Even those 3 cars that never qualified for the Indy 500 would be reworked and rebodied, never front runners but they raced.
So I can see where Yaron Brook would explain where there's nothing nihilistic about Mr. Hopkins. He wasn't paying for cars on the track to be altruistic toward the drivers, right? I don't want to compare it to, say, the promoters/sanctioning bodies who just don't care about the drivers, there's plenty of stories where there were hazards and a driver wound up dead because the business people wanted to cover up there was a problem. As the Lindsey Hopkins Technical College proved he was ready to do things for those in need, but business is business and none of his operations would have survived if he'd ran them as charities.
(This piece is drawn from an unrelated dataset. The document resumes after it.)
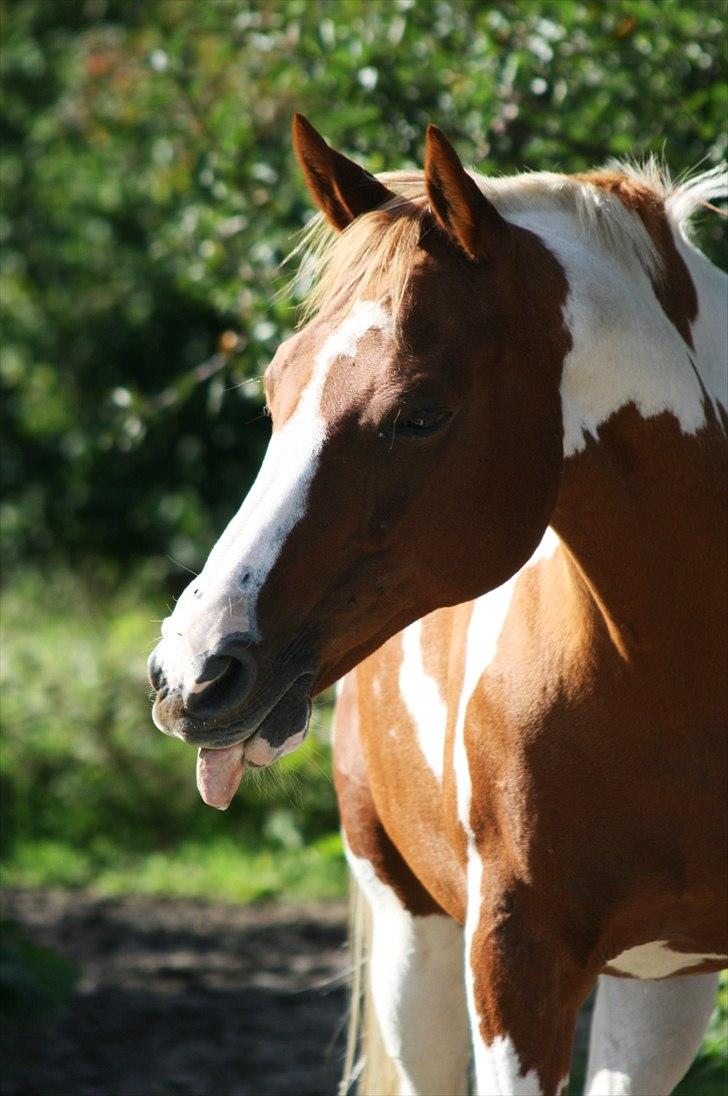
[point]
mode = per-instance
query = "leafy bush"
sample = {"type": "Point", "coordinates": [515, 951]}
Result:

But what incredible stories. What a boring life without there being people like Roger Penske (Ever see that name on the side of yellow rental trucks?) Pat Patrick and yes, Lindsey Hopkins. I'm not sure Hopkins had the money to spend as did Penske, who overpaid wildly during Hopkins' car crisis for an engine in an emergency for the driver who went on to get the first of Penske's 18 wins at Indianapolis that year. And there's more to that story if you know your racing. But Penske is known for saying '. . . .Do it first class, only race the cars you can afford.' And Penske could afford to win that year, as well as other years. It didn't seem that Hopkins could afford to be competitive so much of the time.
But at least he kept these drivers on the track, where they could hope and await their chance. Imagine if only the best funded, most prepared were allowed to compete. There sure would be a smaller number of competitors. And the disaster of that terrible car started the snowball rolling down the hill for so many.
Do they even have stories like this under Communism? How bad do they want them? This is what Yaron Brook talks about, but could he ever bring it to life?
I'd sure rather have been out there racing myself, but it's too expensive, never gonna happen. At least I got to witness all these adventures.
And Lindsey Hopkins had a logo, the rabbit pulled from the hat. When his cars won, it was like that.
Oh the video is another more practical look that Brook would agree with but never make so interesting.